Figure 2. Leukocytoclastic vasculitis on the forearms: A) Haematoxylin and eosin magnification ×20; B) Haematoxylin and eosin magnification ×64.
To the best of our knowledge, this is the first observation of ALV related to IgAV. As mentioned by Meissner et al.[4], ALV was first described by Degos and Guiliane. It is histologically defined by neutrophilic invasion and fibrinoid necrosis around small dermal blood vessels.
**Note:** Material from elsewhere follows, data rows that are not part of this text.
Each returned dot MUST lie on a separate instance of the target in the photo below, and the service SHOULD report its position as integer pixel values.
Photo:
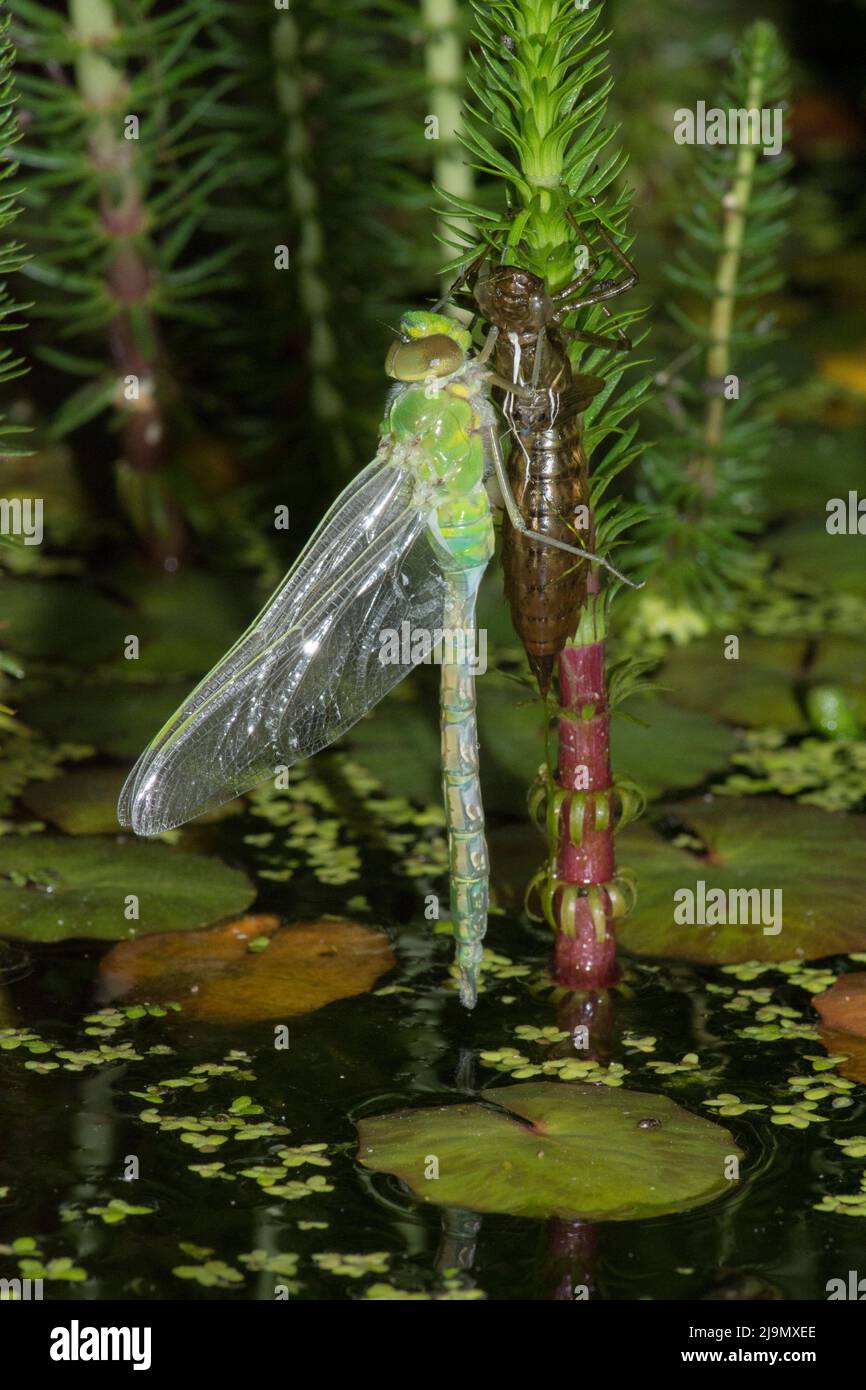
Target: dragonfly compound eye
(421, 357)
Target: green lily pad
(188, 620)
(53, 888)
(61, 620)
(555, 1150)
(117, 719)
(84, 802)
(834, 562)
(756, 688)
(813, 858)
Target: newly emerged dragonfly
(542, 401)
(407, 541)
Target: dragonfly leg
(606, 288)
(463, 278)
(516, 519)
(622, 341)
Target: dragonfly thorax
(515, 300)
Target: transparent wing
(307, 667)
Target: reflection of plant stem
(460, 1230)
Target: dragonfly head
(430, 345)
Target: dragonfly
(407, 541)
(546, 491)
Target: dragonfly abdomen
(545, 587)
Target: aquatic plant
(538, 127)
(702, 480)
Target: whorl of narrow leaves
(338, 170)
(11, 253)
(124, 149)
(704, 478)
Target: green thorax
(441, 427)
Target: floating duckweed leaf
(117, 1211)
(756, 688)
(451, 1292)
(816, 772)
(214, 1273)
(854, 1146)
(353, 1266)
(53, 888)
(730, 1104)
(690, 1062)
(61, 1269)
(260, 1260)
(306, 966)
(812, 858)
(556, 1151)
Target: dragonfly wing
(307, 667)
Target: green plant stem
(132, 332)
(444, 67)
(310, 256)
(727, 271)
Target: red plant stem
(581, 958)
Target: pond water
(72, 1132)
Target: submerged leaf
(216, 976)
(553, 1151)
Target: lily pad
(53, 888)
(84, 802)
(834, 562)
(813, 858)
(216, 975)
(188, 620)
(756, 688)
(843, 1007)
(61, 620)
(555, 1150)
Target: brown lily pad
(216, 976)
(843, 1007)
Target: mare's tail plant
(538, 127)
(11, 252)
(704, 481)
(124, 150)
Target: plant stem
(132, 334)
(734, 209)
(444, 63)
(310, 257)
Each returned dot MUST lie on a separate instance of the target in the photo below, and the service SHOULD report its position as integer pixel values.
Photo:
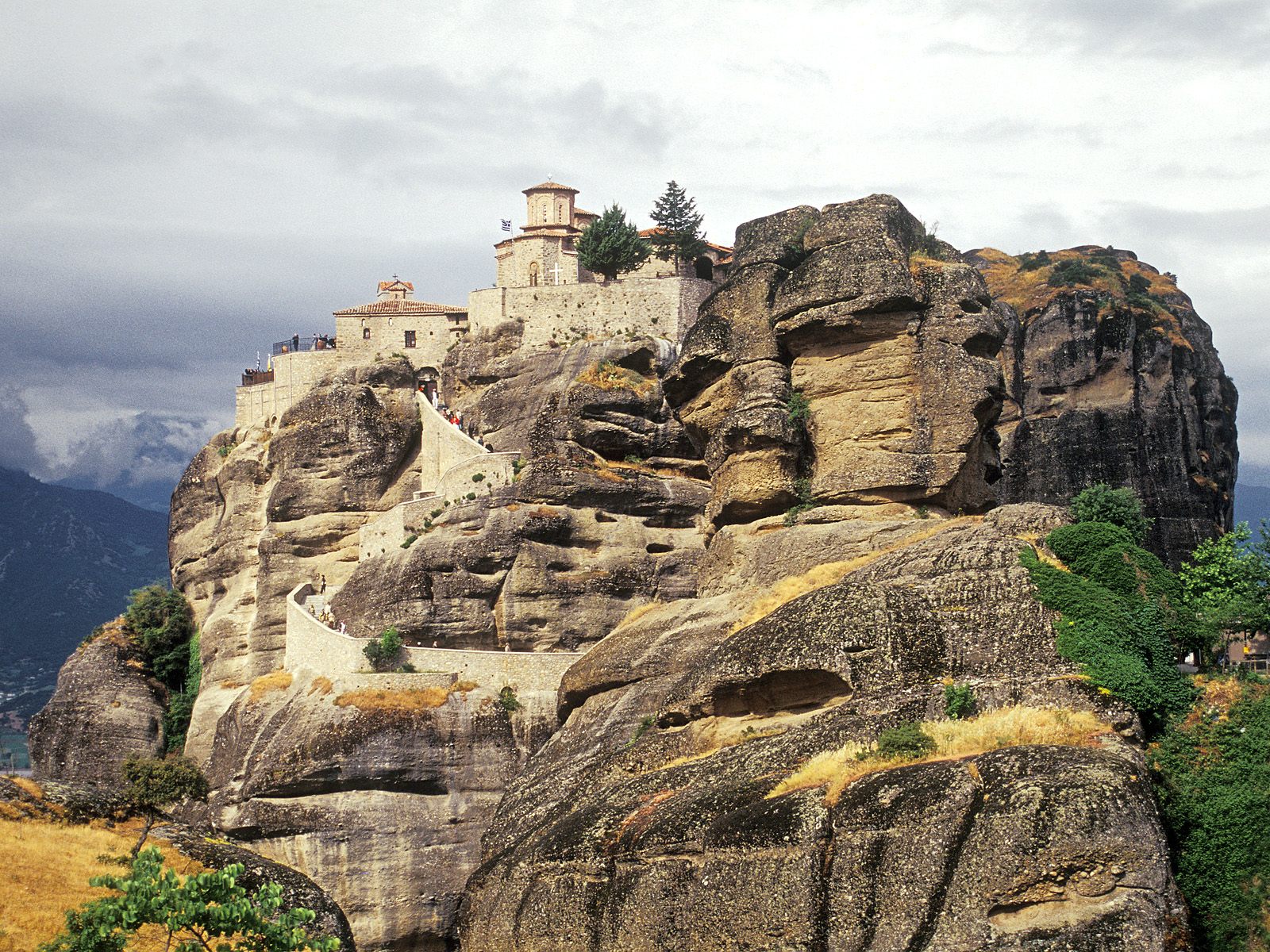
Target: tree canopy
(202, 913)
(679, 234)
(611, 245)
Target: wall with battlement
(406, 518)
(313, 645)
(660, 306)
(294, 376)
(442, 446)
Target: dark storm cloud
(1233, 31)
(18, 448)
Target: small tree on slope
(611, 245)
(679, 235)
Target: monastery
(539, 283)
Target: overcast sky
(183, 183)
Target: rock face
(1108, 386)
(260, 511)
(891, 353)
(376, 789)
(648, 822)
(105, 708)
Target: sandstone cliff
(1114, 380)
(775, 543)
(106, 706)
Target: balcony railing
(298, 344)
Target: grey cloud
(18, 448)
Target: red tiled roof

Cribier et al.[5] describe ALV as a distinct subtype that fulfils the following criteria: (1) multiple attacks over years with sudden onset and spontaneous resolution after 7–10 days; (2) annular purpuric patches with centrifugal extension; (3) extension to the limbs and trunk producing polycyclic lesions that clear, leaving mild haemosiderin deposition; (4) no extracutaneous symptoms and good general health; (5) histological changes of leukocytoclastic vasculitis with mild vascular changes and intense polymorphonuclear cell infiltration, and (6) complete clearance of all lesions with dapsone.
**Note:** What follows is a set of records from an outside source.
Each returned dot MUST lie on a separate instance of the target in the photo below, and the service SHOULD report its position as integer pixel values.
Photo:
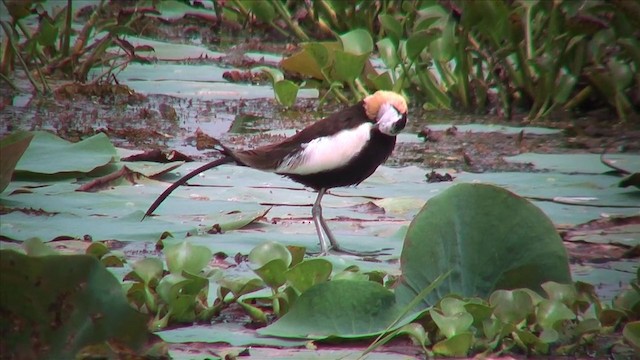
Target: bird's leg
(318, 221)
(322, 228)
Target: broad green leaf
(348, 66)
(388, 52)
(187, 257)
(48, 154)
(631, 334)
(417, 42)
(457, 346)
(286, 92)
(268, 251)
(12, 148)
(263, 10)
(308, 273)
(357, 42)
(341, 308)
(273, 273)
(511, 306)
(491, 239)
(148, 269)
(549, 312)
(391, 25)
(63, 303)
(452, 325)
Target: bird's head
(388, 110)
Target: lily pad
(48, 154)
(59, 304)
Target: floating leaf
(342, 308)
(490, 238)
(12, 148)
(48, 154)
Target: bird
(342, 149)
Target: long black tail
(225, 160)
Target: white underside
(327, 153)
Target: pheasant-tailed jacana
(342, 149)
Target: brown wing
(270, 156)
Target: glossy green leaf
(565, 293)
(451, 325)
(187, 257)
(273, 273)
(48, 154)
(348, 66)
(63, 303)
(391, 25)
(457, 346)
(357, 42)
(549, 312)
(12, 148)
(631, 334)
(148, 269)
(286, 92)
(268, 251)
(263, 10)
(490, 238)
(342, 308)
(417, 42)
(511, 306)
(308, 273)
(388, 52)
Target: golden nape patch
(373, 102)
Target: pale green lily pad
(48, 154)
(231, 333)
(128, 227)
(470, 226)
(576, 163)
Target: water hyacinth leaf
(382, 81)
(511, 306)
(417, 42)
(81, 299)
(452, 325)
(308, 273)
(357, 42)
(340, 308)
(388, 52)
(549, 312)
(12, 148)
(268, 251)
(187, 257)
(348, 66)
(631, 334)
(565, 293)
(391, 26)
(489, 237)
(456, 346)
(48, 154)
(286, 92)
(148, 269)
(35, 247)
(273, 273)
(263, 10)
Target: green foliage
(12, 147)
(540, 56)
(491, 239)
(55, 48)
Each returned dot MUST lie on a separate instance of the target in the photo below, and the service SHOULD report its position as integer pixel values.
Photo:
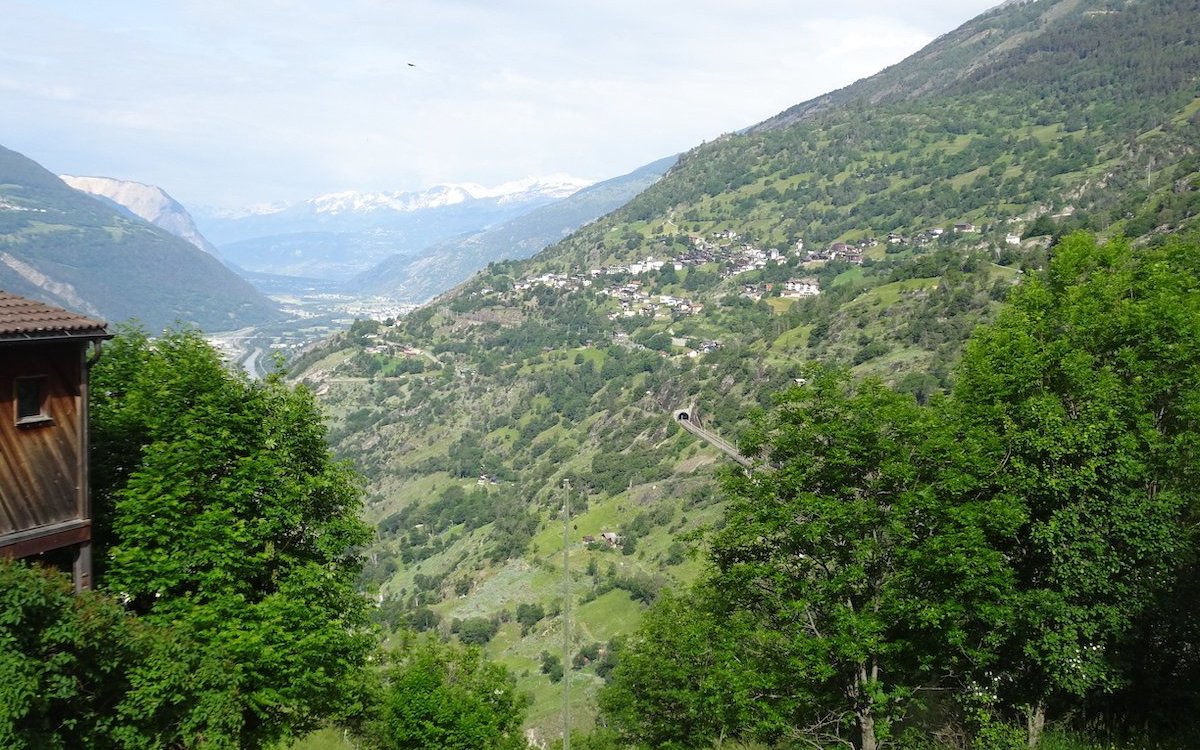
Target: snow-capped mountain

We performed a literature review of reported ALV. Table 1 summarises the epidemiological, clinical presentation, aetiological spectrum, and management of ALV. In our case, the patient improved rapidly with topical steroids without relapse. In previous cases, dapsone seems to have been effective as well[4,6]. Typically, patients with IgAV present with palpable skin purpura predominantly on the lower limbs. It can extend to the upper extremities and on the trunk. Some patients showed necrotic lesions, ulcerations or bullae.